Quando si parla di Brexit, spesso il dibattito si concentra su questioni politiche o commerciali. Ma dietro le cifre macroeconomiche e le tensioni diplomatiche, c’è un impatto più concreto e quotidiano: quello sul lavoro. Un recente studio pubblicato da VoxEU ha analizzato proprio questo aspetto, mettendo in luce gli effetti reali della Brexit sulla domanda di lavoro nel Regno Unito.
Dalla fine della libera circolazione con l’Unione Europea, molti settori chiave dell’economia britannica hanno dovuto fare i conti con una nuova realtà. La manifattura e l’edilizia, ad esempio, hanno visto un netto calo della domanda di manodopera. Non si tratta solo di meno assunzioni: la complessità burocratica aumentata, le difficoltà nelle esportazioni e l’improvvisa scarsità di lavoratori qualificati provenienti dall’UE hanno creato un mix tossico per la competitività delle imprese.

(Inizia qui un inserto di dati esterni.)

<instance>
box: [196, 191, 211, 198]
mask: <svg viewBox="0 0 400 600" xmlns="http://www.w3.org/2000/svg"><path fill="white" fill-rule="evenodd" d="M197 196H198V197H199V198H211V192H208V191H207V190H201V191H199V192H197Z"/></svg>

Le piccole e medie imprese, in particolare, stanno vivendo momenti difficili. Per molte di loro, esportare in Europa è diventato più costoso e complicato. In diversi casi, si è deciso di ridimensionare il personale o di abbandonare del tutto l’idea di espandersi oltre confine. Questo tipo di contrazione ha effetti a catena: meno crescita aziendale significa meno opportunità per i lavoratori locali, salari più stagnanti e una minore fiducia nell’economia.
A pagare il prezzo più alto, come sempre, sono i lavoratori. In certi settori, come l’agricoltura o l’ospitalità, dove la manodopera europea era predominante, si è creata una carenza difficile da colmare con le sole risorse interne. Il risultato è una maggiore pressione sul personale esistente, condizioni di lavoro più dure e, in molti casi, una stagnazione salariale.
Lo studio non è solo una diagnosi, ma un campanello d’allarme. Per mitigare questi effetti, suggeriscono gli autori, sarà fondamentale investire nella formazione professionale, sostenere le imprese nella transizione post-Brexit e negoziare nuovi accordi commerciali che riducano l’isolamento del Regno Unito. Anche in questo senso va letto il tentativo di riavvicinamento fra Londra e Bruxelles, con l’accordo firmato qualche giorno fa e che riguarda, tra le altre cose, anche la mobilità giovanile.
In definitiva, la Brexit non è solo un fatto politico: è una trasformazione strutturale che ha toccato profondamente la vita lavorativa di migliaia di persone. E comprenderne gli effetti reali è il primo passo per ripensare un futuro più inclusivo e sostenibile per il lavoro nel Regno Unito.